Multiple tasks | Multiple queries | |
---|---|---|
How is compute shared? | Databricks recommends deploying jobs compute appropriately sized to each streaming task. You can optionally share compute across tasks. | All queries share the same compute. You can optional assign queries to scheduler pools. |
How are retries handled? | All tasks must fail before the job retries. | The task retries if any query fails. |
Configure Structured Streaming jobs to restart streaming queries on failure
Databricks recommends configuring all streaming workloads using the continuous trigger. See Run jobs continuously.
The continuous trigger provides the following behavior by default:
- Prevents more than one concurrent run of the job.
- Starts a new run when a previous run fails.
- Uses exponential backoff for retries.
Databricks recommends always using jobs compute instead of all-purpose compute when scheduling workflows. On job failure and retry, new compute resources deploy.
Note
You do not need to use streamingQuery.awaitTermination()
or spark.streams.awaitAnyTermination()
. Jobs automatically prevent a run from completing when a streaming query is active.
Use scheduler pools for multiple streaming queries
You can configure schedule pools to assign compute capacity to queries when running multiple streaming queries from the same source code.
By default, all queries started in a notebook run in the same fair scheduling pool. Apache Spark jobs generated by triggers from all of the streaming queries in a notebook run one after another in "first in, first out" (FIFO) order. This can cause unnecessary delays in the queries, because they are not efficiently sharing the cluster resources.
Scheduler pools allow you to declare which Structured Streaming queries share compute resources.
The following example assigns query1
to a dedicated pool, while query2
and query3
share a scheduler pool.
# Run streaming query1 in scheduler pool1
spark.sparkContext.setLocalProperty("spark.scheduler.pool", "pool1")

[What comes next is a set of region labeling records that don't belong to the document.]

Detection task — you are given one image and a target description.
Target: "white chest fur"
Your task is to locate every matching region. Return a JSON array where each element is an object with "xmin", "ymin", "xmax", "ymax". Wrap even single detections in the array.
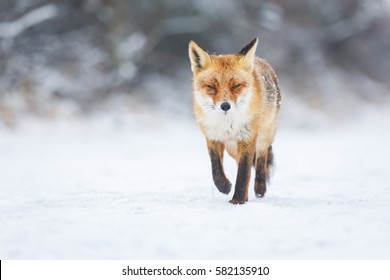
[{"xmin": 198, "ymin": 107, "xmax": 252, "ymax": 142}]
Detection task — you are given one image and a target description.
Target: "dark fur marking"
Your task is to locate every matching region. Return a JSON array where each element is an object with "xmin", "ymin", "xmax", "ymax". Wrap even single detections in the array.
[
  {"xmin": 255, "ymin": 146, "xmax": 274, "ymax": 197},
  {"xmin": 238, "ymin": 38, "xmax": 257, "ymax": 55},
  {"xmin": 230, "ymin": 155, "xmax": 251, "ymax": 204},
  {"xmin": 210, "ymin": 151, "xmax": 232, "ymax": 194},
  {"xmin": 192, "ymin": 49, "xmax": 202, "ymax": 69}
]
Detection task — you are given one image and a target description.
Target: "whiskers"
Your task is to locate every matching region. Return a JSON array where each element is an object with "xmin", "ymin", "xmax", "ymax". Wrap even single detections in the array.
[{"xmin": 201, "ymin": 102, "xmax": 215, "ymax": 112}]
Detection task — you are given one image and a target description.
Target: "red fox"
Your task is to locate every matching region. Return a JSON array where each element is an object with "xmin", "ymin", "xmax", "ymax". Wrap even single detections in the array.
[{"xmin": 189, "ymin": 38, "xmax": 281, "ymax": 204}]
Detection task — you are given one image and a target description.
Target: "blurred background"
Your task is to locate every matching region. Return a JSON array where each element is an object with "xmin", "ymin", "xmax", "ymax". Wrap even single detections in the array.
[{"xmin": 0, "ymin": 0, "xmax": 390, "ymax": 126}]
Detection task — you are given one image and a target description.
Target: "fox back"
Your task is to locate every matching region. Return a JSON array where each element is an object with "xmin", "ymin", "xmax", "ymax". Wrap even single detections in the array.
[{"xmin": 189, "ymin": 38, "xmax": 281, "ymax": 203}]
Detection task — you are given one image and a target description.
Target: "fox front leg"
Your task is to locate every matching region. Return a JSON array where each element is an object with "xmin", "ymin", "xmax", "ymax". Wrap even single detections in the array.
[
  {"xmin": 255, "ymin": 146, "xmax": 274, "ymax": 198},
  {"xmin": 207, "ymin": 140, "xmax": 232, "ymax": 194},
  {"xmin": 230, "ymin": 145, "xmax": 254, "ymax": 204}
]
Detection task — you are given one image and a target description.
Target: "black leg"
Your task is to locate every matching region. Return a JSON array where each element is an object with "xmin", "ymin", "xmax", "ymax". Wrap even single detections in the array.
[
  {"xmin": 255, "ymin": 146, "xmax": 274, "ymax": 198},
  {"xmin": 230, "ymin": 154, "xmax": 253, "ymax": 204},
  {"xmin": 209, "ymin": 142, "xmax": 232, "ymax": 194}
]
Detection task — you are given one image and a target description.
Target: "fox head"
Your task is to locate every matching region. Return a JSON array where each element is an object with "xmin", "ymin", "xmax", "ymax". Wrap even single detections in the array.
[{"xmin": 188, "ymin": 38, "xmax": 258, "ymax": 115}]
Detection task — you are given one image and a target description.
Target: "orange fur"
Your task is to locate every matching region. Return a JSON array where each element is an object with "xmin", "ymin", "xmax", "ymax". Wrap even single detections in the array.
[{"xmin": 189, "ymin": 38, "xmax": 281, "ymax": 204}]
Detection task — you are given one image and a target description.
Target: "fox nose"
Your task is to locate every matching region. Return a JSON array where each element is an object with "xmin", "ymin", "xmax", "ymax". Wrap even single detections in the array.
[{"xmin": 221, "ymin": 102, "xmax": 231, "ymax": 112}]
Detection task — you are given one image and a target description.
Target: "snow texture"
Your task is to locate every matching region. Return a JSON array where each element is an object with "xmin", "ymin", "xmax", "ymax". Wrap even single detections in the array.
[{"xmin": 0, "ymin": 108, "xmax": 390, "ymax": 259}]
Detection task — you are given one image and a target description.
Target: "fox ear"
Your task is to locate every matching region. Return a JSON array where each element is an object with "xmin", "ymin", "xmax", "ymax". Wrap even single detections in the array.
[
  {"xmin": 188, "ymin": 41, "xmax": 211, "ymax": 74},
  {"xmin": 238, "ymin": 38, "xmax": 259, "ymax": 71}
]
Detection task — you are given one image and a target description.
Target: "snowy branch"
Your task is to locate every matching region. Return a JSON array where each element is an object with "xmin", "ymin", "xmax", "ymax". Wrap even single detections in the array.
[{"xmin": 0, "ymin": 4, "xmax": 58, "ymax": 38}]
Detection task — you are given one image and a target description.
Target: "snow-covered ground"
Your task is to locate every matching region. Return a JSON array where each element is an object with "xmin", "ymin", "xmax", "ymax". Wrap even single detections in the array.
[{"xmin": 0, "ymin": 106, "xmax": 390, "ymax": 259}]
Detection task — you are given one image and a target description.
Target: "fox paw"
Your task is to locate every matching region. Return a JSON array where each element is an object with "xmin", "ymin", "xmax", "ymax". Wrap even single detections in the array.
[
  {"xmin": 215, "ymin": 178, "xmax": 232, "ymax": 194},
  {"xmin": 229, "ymin": 197, "xmax": 248, "ymax": 204},
  {"xmin": 255, "ymin": 182, "xmax": 267, "ymax": 198}
]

df.writeStream.queryName("query1").toTable("table1")
# Run streaming query2 in scheduler pool2
spark.sparkContext.setLocalProperty("spark.scheduler.pool", "pool2")
df.writeStream.queryName("query2").toTable("table2")
# Run streaming query3 in scheduler pool2
spark.sparkContext.setLocalProperty("spark.scheduler.pool", "pool2")
df.writeStream.queryName("query3").toTable("table3")
Note
The local property configuration must be in the same notebook cell where you start your streaming query.
See Apache fair scheduler documentation for more details.